Il y a deux manières d’imposer quelqu’un aux gens : lorsqu’on écoute le discours des politiciens comme Farba Senghor, on entend dire que Serigne Bara est un régulateur social. Par exemple, Macky Sall est allé le voir pour qu’il le réconcilie avec Wade ; idem pour Mbaye Jacques Diop. Wade sait qu’en cas de soulèvement de la population, Serigne Bara va s’adresser à elle (la population) pour l’apaiser. Alors, il aura les coudées franches pour faire ses exactions contre le peuple sénégalais, après qu’il a réussi à corrompre l’intelligentsia. Mais, si Wade pense que Serigne Bara peut constituer un épouvantail pour contenir la colère des populations, il se trompe. Les populations sont martyrisées et en veulent à Wade. Les Mourides sont connus pour leur unité, mais ils ont tous une même vision : la cause de l’Islam et du Mouridisme ; donc, ils ne sauraient cautionner servilement la politique de Wade. Ils n’obéiront pas à ses desiderata. Tout régulateur social qui n’ose pas dire à Wade : «Maître, vous êtes déraisonnable, on ne saurait point tolérer qu’au moment où les Sénégalais tirent le diable par la queue, des individus mènent une vie de Cocagne», ses paroles n’auront aucune résonance auprès des Sénégalais. Qui qu’il puisse être. Si les Sénégalais décident de le (Wade) démettre démocratiquement, personne ne pourra intervenir.

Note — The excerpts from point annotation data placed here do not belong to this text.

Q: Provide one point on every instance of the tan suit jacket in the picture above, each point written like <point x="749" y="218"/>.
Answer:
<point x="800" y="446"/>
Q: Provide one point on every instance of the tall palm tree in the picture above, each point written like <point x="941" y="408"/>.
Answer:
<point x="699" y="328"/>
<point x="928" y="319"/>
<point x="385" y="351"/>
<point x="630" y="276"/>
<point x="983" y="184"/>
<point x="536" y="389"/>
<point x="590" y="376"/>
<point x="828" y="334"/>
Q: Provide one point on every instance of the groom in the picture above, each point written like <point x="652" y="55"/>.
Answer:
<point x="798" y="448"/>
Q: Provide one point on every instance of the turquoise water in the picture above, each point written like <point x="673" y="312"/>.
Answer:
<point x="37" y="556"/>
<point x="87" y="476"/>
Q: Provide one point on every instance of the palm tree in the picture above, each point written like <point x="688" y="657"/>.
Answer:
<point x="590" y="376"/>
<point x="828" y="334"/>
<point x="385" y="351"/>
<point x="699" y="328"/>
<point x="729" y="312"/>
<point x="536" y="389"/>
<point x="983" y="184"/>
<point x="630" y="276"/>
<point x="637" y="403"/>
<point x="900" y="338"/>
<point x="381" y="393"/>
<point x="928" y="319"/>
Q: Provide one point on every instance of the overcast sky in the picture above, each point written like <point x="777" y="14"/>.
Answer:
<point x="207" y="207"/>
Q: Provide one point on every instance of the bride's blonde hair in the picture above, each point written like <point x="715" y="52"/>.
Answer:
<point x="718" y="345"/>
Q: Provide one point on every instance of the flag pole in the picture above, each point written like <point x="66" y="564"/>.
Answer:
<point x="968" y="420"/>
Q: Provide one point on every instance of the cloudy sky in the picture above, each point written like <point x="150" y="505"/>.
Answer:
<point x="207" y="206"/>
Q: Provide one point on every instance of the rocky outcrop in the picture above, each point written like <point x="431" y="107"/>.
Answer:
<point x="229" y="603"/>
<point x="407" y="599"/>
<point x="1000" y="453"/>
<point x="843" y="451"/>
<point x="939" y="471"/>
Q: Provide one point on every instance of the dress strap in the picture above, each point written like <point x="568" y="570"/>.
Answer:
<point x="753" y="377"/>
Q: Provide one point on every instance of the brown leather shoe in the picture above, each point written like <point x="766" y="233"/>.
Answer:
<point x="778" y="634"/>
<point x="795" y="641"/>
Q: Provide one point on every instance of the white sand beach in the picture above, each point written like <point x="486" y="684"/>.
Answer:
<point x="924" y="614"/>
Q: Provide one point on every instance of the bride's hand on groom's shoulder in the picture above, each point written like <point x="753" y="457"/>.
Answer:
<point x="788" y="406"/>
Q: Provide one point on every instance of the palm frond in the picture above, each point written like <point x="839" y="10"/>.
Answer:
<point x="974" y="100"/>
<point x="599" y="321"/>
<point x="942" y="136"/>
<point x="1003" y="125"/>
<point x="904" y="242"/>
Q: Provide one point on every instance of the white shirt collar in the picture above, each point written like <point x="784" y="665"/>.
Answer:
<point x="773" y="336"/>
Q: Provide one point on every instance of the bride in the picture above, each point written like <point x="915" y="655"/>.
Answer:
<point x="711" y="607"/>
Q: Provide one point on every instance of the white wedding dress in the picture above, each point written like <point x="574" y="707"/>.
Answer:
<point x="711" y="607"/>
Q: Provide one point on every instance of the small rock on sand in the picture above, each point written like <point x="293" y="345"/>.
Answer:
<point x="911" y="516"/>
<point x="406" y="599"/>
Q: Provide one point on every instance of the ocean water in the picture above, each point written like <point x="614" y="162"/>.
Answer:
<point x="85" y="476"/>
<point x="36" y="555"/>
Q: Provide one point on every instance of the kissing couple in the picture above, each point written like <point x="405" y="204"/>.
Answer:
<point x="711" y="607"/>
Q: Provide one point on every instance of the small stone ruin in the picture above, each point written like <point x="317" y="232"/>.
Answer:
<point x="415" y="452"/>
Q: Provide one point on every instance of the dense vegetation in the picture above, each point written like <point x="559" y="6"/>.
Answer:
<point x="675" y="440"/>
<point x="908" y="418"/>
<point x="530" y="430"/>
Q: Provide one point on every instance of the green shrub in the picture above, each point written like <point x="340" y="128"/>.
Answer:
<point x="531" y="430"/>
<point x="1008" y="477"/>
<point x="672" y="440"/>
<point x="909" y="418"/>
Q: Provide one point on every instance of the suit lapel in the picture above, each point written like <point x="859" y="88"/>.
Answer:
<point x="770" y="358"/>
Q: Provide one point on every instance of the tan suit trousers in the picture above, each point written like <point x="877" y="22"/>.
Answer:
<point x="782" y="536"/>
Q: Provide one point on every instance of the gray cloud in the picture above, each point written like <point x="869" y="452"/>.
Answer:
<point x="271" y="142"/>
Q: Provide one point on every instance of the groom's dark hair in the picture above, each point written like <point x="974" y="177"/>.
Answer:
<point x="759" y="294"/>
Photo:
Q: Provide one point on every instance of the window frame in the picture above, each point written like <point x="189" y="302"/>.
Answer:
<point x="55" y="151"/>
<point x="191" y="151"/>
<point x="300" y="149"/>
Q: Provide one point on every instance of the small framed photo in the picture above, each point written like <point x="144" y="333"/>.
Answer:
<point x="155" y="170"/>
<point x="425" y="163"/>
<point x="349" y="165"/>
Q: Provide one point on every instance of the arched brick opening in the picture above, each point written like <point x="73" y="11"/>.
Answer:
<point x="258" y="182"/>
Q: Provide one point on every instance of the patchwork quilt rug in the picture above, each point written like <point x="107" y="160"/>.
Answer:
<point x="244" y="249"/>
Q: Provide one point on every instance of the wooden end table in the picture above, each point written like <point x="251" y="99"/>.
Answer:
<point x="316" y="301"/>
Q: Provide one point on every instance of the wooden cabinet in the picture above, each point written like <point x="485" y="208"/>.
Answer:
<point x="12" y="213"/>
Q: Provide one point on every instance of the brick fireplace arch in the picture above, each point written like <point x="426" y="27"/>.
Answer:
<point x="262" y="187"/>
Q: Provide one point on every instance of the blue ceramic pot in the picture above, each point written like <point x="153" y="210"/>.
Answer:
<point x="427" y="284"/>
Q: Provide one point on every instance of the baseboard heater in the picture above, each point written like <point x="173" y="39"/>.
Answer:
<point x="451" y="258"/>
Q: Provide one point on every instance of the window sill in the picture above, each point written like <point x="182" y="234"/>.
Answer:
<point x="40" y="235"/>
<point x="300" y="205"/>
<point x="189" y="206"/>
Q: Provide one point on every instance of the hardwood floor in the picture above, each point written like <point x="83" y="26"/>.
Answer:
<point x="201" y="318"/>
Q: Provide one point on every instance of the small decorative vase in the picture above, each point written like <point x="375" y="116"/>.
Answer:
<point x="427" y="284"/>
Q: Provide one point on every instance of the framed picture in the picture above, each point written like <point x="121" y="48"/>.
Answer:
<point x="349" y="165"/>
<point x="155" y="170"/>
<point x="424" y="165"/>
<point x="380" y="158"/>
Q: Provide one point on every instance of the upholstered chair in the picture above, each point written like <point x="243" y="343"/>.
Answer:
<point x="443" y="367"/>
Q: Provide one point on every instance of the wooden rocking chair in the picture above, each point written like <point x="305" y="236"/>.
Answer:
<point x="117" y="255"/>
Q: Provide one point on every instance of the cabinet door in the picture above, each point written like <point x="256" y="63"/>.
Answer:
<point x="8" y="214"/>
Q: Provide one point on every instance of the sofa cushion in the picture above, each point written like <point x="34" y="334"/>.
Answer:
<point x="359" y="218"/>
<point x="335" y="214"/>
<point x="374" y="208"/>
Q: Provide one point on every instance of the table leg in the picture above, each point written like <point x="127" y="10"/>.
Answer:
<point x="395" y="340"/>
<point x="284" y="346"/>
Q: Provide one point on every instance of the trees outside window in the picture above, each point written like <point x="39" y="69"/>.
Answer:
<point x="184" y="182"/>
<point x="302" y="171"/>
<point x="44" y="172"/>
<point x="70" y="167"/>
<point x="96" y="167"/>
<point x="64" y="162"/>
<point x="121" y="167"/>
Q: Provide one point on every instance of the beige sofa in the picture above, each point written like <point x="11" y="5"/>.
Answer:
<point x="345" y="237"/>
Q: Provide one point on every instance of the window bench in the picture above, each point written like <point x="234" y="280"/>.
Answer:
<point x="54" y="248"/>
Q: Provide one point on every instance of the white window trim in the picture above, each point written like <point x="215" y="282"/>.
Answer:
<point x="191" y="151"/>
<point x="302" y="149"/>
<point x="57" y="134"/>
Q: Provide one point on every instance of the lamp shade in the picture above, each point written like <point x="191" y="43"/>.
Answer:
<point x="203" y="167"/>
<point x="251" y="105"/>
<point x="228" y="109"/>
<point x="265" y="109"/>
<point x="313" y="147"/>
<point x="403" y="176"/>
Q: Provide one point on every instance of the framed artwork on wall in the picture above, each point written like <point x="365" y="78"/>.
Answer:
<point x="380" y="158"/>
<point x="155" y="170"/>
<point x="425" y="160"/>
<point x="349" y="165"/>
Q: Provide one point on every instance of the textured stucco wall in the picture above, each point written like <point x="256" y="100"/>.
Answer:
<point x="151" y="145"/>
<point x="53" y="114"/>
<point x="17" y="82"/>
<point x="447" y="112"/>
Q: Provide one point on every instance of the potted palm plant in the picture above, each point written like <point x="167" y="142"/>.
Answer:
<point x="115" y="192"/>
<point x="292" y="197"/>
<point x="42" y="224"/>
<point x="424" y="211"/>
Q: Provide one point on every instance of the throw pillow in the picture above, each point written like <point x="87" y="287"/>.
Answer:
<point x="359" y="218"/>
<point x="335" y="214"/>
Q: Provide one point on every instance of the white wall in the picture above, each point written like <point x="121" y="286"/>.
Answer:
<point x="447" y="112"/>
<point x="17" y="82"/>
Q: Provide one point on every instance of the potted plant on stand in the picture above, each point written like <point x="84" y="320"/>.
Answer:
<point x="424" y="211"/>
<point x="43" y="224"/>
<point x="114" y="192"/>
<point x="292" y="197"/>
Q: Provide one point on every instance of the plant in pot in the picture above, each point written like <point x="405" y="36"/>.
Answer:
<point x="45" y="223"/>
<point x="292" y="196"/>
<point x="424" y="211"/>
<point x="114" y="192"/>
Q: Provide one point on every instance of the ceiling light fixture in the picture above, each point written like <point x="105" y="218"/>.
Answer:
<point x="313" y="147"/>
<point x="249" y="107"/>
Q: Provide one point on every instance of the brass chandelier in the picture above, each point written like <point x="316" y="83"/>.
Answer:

Pourtant, le Khalife avait, à l’occasion de sa visite au Palais, demandé à Me Wade de trouver des solutions face à la crise sociale, mais aussi l’a invité à dialoguer avec l’opposition…
Je ne peux que saluer cette intervention en tant que talibé de Serigne Bara. Il représente une soupape pour la société, un régulateur social. Par conséquent, il doit s’enquérir du sort des populations. Et en tant que marabout de Wade, il doit lui dire la vérité, lui dire que les gens sont fatigués.
Les Assises (nationales), comme j’ai eu à le dire, sont un cadre de concertation et de propositions d’alternative. Elles peuvent être une approche novatrice qui vise à recueillir les doléances des populations. C’est en ce sens que les Assises sont importantes. Et Abdoulaye Wade devrait y participer.
Vous aviez fait une sortie, on se le rappelle, pour dénoncer la lenteur notée dans le démarrage des travaux de Touba, alors que l’enveloppe avait été déjà dégagée par Serigne Saliou. Ce qui est effectif depuis quelques temps. Vous devez vous en réjouir…
Ma position n’a pas varié. Lorsque Serigne Saliou remettait de l’argent à Wade et que j’avais constaté un retard dans le démarrage des travaux, je l’ai dénoncé. Et, à chaque fois que je constate de telles pratiques avec l’argent de Serigne Touba, j’adopterai la même position.
D’ailleurs, je vais te faire part d’une complainte formulée par certains membres de la famille de feu Serigne Saliou. Ils disent que lorsque Serigne Saliou collectait tout cet argent (destiné aux travaux de Touba), il s’est privé de beaucoup de privilèges. Son seul but était de rénover la ville de Touba. Cet argent s’élève à 17 milliards de francs Cfa et non 19 milliards comme le soutiennent certains. Wade a fait une contribution de 2 milliards avant de les récupérer. Lorsque Serigne Saliou est décédé, son khalife, Serigne Cheikh a, alors, demandé sa part ; on lui en a donné 1 milliard 500 millions. Les autres fils de Serigne ont estimé, eux, que leur défunt père avait souhaité qu’on utilise cet argent pour les travaux de Touba, sont allés remettre cet argent au nouveau khalife, Serigne Bara. Mais, actuellement, il y a des grincements au sein de famille. Certains d’entre eux pensent que le marché qui a été confié à la société Baol Construction pour la réfection d’une partie de la mosquée est estimé entre 2 milliards 500 millions et 3 milliards, alors qu’aux yeux des gens, le coût de la prestation ne s’élève même pas à 500 millions.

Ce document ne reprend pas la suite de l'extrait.